Nous mettons également en œuvre des outils pour la caractérisation de matériaux de condensateurs, que ce soit par charge d’espace (méthode LIMM) ou par spectroscopie de pièges (courants thermostimulés, photo-décharge stimulée).
Diagnostic du vieillissement d’isolants :
Nous traitons ici des phénomènes irréversibles liés aux contraintes électriques et plus généralement environnementales. Notre apport est de contribuer à la fiabilité des systèmes intégrant des isolants par une approche « matériau », en répondant à des problématiques telles que la définition de régimes de contrainte critiques (limites d’utilisation), l’évaluation de l’état de l’isolation ou la prévision de l’évolution des propriétés dans le temps. Les actions entreprises portent sur le développement d’outils de diagnostic acoustiques, optiques, électriques, mécaniques… pour mettre en évidence et rendre compte des évolutions irréversibles des matériaux dans leurs conditions d’utilisation, et pour proposer des protocoles pour évaluer leur stade de vieillissement.
Les diagnostics mis en place s’appuient par exemple sur des mesures de luminescence : l’objectif est d’identifier parmi les signatures optiques présentes sous une excitation donnée (la luminescence peut être excitée par application d’un champ électrique, d’un rayonnement UV, l’interaction avec une décharge, etc…) celles pouvant représenter un vieillissement des matériaux.

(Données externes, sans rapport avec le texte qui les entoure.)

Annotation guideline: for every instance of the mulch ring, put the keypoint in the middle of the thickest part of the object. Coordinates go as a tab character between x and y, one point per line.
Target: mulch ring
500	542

Nous nous intéressons en particulier à l’impact de porteurs énergétiques ou d’une contrainte mécanique sur l’intégrité du matériau sur la base des émissions optiques, et recherchons les équivalences qui peuvent être faites avec une contrainte électrique. Des bancs de mesure évolutifs sont disponibles, et la luminescence sous faisceau d’électrons ou sous contrainte mécanique peut désormais être étudiée.
Enceinte de mesure de luminescence
Dans un registre applicatif, le facteur vieillissement thermique est particulièrement regardé. L’amélioration de l’efficacité énergétique, impliquant une compacification et des températures de fonctionnement accrues des modules ou la montée en puissance de l’électrification (actionneurs, propulsion) en aéronautique sont des drivers pour des matériaux à haute tenue thermique.

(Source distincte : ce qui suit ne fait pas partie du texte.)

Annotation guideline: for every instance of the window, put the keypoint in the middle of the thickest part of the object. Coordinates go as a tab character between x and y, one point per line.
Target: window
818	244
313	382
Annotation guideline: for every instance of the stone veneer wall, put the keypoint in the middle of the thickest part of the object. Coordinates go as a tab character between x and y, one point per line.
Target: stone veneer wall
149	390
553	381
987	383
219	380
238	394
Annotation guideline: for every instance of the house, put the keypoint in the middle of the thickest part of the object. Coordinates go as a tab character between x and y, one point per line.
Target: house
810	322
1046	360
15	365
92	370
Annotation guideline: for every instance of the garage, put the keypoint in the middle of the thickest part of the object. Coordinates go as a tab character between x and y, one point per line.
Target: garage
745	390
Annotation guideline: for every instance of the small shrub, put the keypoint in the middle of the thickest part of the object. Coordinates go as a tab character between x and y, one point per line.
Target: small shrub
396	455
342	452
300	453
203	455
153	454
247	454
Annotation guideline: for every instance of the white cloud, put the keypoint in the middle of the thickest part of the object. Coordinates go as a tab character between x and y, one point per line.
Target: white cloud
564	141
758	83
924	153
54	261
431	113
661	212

Des travaux en collaboration avec l’équipe MDCE ont ainsi porté sur la résistance aux décharges partielles de vernis d’imprégnation de bobinages et l’amélioration de la tenue en incorporant des matériaux d’imprégnation nanochargés. Récemment, des bancs expérimentaux ont été développés pour suivre le vieillissement haute température (260°C) de câbles aéronautiques de forte puissance (de l’ordre de 1000kVA) et évaluer différentes technologies de câbles (rubanné vs extrudé) dans ces conditions.